Neel Godbole, Staff Writer

By early January of the year following a presidential election, Washington D.C. has usually returned to a less frenzied state. Given that 2020 was by no means a normal year, it seems no surprise that the political atmosphere in Washington is tenser than ever before as we approach January 6th. But why that date in particular? 

January the 6th is when a joint session of Congress (both the House and the Senate) will meet to certify and finalize the Electoral College votes that were cast back in December 2020. Believe it or not, this process, which usually takes about an hour, is expected to take much longer this year, due to a last-ditch effort by Trump-loyal Republican senators and House representatives to overturn the election by means of objections to the states’ electors. 

At approximately 1 p.m., legislators from both the House and the Senate will meet in the House chamber, with Vice President Mike Pence (also President of the Senate) presiding over the two chambers. Pence will open the envelopes sent by each state containing the official electoral votes. A group of people, known as the “tellers,” will then read these votes to the chamber. This is where the so-called “objections” come into play. These objections must be in writing and signed by at least one House representative and one Senator. If this Senator does agree to object to an elector, both the House and the Senate will reconvene in their own respective chambers to debate the objection. Each member will get up to 5 minutes to express their views on the objection, and this debate can only last for up to 2 hours. For the objection to prevail, it must be passed by 218 of the 435 House members and 51 of the 100 Senators, or a “simple majority.” This year, there’s almost a 100% chance that there will be an objection, which is why the process is expected to take so long. 

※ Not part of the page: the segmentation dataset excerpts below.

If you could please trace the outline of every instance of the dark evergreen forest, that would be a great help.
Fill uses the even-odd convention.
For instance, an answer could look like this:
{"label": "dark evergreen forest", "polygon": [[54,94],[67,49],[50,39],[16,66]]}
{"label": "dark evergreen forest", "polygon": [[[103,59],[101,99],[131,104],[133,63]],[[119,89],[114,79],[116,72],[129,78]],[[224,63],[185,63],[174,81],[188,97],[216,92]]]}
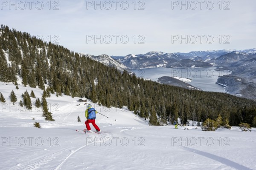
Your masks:
{"label": "dark evergreen forest", "polygon": [[183,124],[189,120],[202,122],[220,114],[238,126],[251,124],[256,116],[254,101],[145,80],[3,25],[0,61],[1,81],[17,84],[21,78],[24,86],[49,87],[58,96],[85,97],[108,107],[127,106],[151,125],[178,117]]}

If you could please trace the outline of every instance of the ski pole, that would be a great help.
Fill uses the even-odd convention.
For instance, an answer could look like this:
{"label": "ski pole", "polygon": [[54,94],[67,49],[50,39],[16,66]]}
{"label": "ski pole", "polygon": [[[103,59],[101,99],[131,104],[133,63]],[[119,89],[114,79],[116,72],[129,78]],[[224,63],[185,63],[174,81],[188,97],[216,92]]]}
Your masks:
{"label": "ski pole", "polygon": [[102,115],[102,114],[101,114],[101,113],[99,113],[99,112],[98,112],[98,113],[100,115],[103,115],[103,116],[105,116],[105,117],[107,117],[108,118],[108,116],[106,116],[105,115]]}

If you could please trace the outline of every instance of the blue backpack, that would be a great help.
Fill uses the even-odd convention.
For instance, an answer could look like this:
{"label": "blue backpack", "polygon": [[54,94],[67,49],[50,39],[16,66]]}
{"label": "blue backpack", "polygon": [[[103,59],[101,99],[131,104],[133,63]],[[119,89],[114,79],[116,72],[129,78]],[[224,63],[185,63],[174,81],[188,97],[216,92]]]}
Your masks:
{"label": "blue backpack", "polygon": [[96,110],[92,107],[88,109],[88,119],[93,120],[96,118]]}

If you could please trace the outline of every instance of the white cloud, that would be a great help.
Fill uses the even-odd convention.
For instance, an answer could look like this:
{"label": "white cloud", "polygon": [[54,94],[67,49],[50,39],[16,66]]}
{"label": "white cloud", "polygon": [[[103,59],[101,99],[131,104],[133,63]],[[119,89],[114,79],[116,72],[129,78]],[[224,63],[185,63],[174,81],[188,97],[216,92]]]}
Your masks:
{"label": "white cloud", "polygon": [[[110,1],[112,2],[112,1]],[[34,6],[32,10],[11,10],[9,7],[3,7],[0,11],[1,24],[11,28],[15,28],[22,32],[26,32],[35,35],[42,35],[45,40],[50,35],[58,35],[58,42],[71,50],[98,55],[107,54],[109,55],[125,55],[128,54],[141,54],[148,51],[163,51],[166,52],[189,52],[199,50],[212,50],[223,49],[242,49],[255,48],[256,43],[256,25],[254,10],[256,1],[251,0],[238,0],[229,1],[230,4],[224,4],[221,1],[222,9],[228,5],[230,10],[219,9],[220,1],[214,0],[215,6],[212,10],[207,9],[203,6],[202,10],[199,9],[197,3],[196,10],[189,9],[180,10],[179,6],[172,9],[174,1],[145,0],[145,4],[138,4],[137,9],[141,5],[145,10],[134,10],[134,1],[128,1],[128,10],[122,9],[120,3],[114,9],[114,4],[109,10],[99,9],[94,10],[94,7],[88,7],[89,1],[68,0],[59,1],[59,4],[52,4],[51,10],[49,5],[44,2],[44,7],[41,10],[37,10]],[[191,1],[187,1],[189,3]],[[52,3],[53,1],[51,1]],[[91,2],[94,2],[94,1]],[[100,1],[97,1],[99,3]],[[106,1],[102,1],[103,3]],[[177,1],[179,3],[180,0]],[[184,4],[186,1],[182,1]],[[198,2],[195,1],[195,2]],[[205,1],[206,2],[208,2]],[[59,10],[53,10],[52,8],[58,5]],[[108,7],[106,6],[106,7]],[[33,6],[32,6],[33,7]],[[124,44],[118,40],[117,44],[99,44],[99,41],[95,44],[90,42],[86,43],[88,35],[127,35],[129,38],[128,43]],[[134,35],[137,35],[137,43],[134,44]],[[141,40],[138,36],[143,35],[144,44],[137,44]],[[191,43],[172,43],[172,35],[212,35],[215,40],[212,44],[205,42],[200,43],[199,40],[195,44]],[[221,35],[222,41],[225,35],[229,35],[230,44],[220,44],[219,38]],[[114,38],[113,37],[113,38]],[[175,42],[177,43],[177,42]]]}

However, this isn’t the only course of events that will play out on the 6th, as President Trump is urging his supporters to travel to Washington D.C. to protest the Electoral College count and demand that the election be overturned by Congress. In other words, you can probably expect a wave of Trump supporters to be standing outside the Capitol building holding up signs like “Stop the Steal” or “Joe Biden Will Never Be My President.” The President has promised his supporters in his tweets that the rally will be “wild,” and that it may end up being the largest political rally in modern American history. Around 15,000 attendees are expected to show up on the streets of Washington, and the D.C. police department is already bracing for violent clashes between far-right and far-left extremist groups. 

Will the protests and objections to the election of Joe Biden ultimately prevail? The likely answer is no. The House remains in Democratic hands, and even if an objection is able to pass in the Senate— which is also highly unlikely— the House will immediately shoot it down. Even several notable Republican senators, like Mitt Romney and Susan Collins, have dismissed the overturning as a “ploy” that “dangerously threatens our democratic republic.” But even if the overturning of the election plot fails, will it still make history? Certainly. It isn’t necessarily common for 12 US Senators and 126 House Representatives to back the overturning of a Presidential Election for which there has been no evidence of widespread voter fraud found. Fifty years from now, the date January 6th, 2021 will be in every high school and middle school history textbook across the country.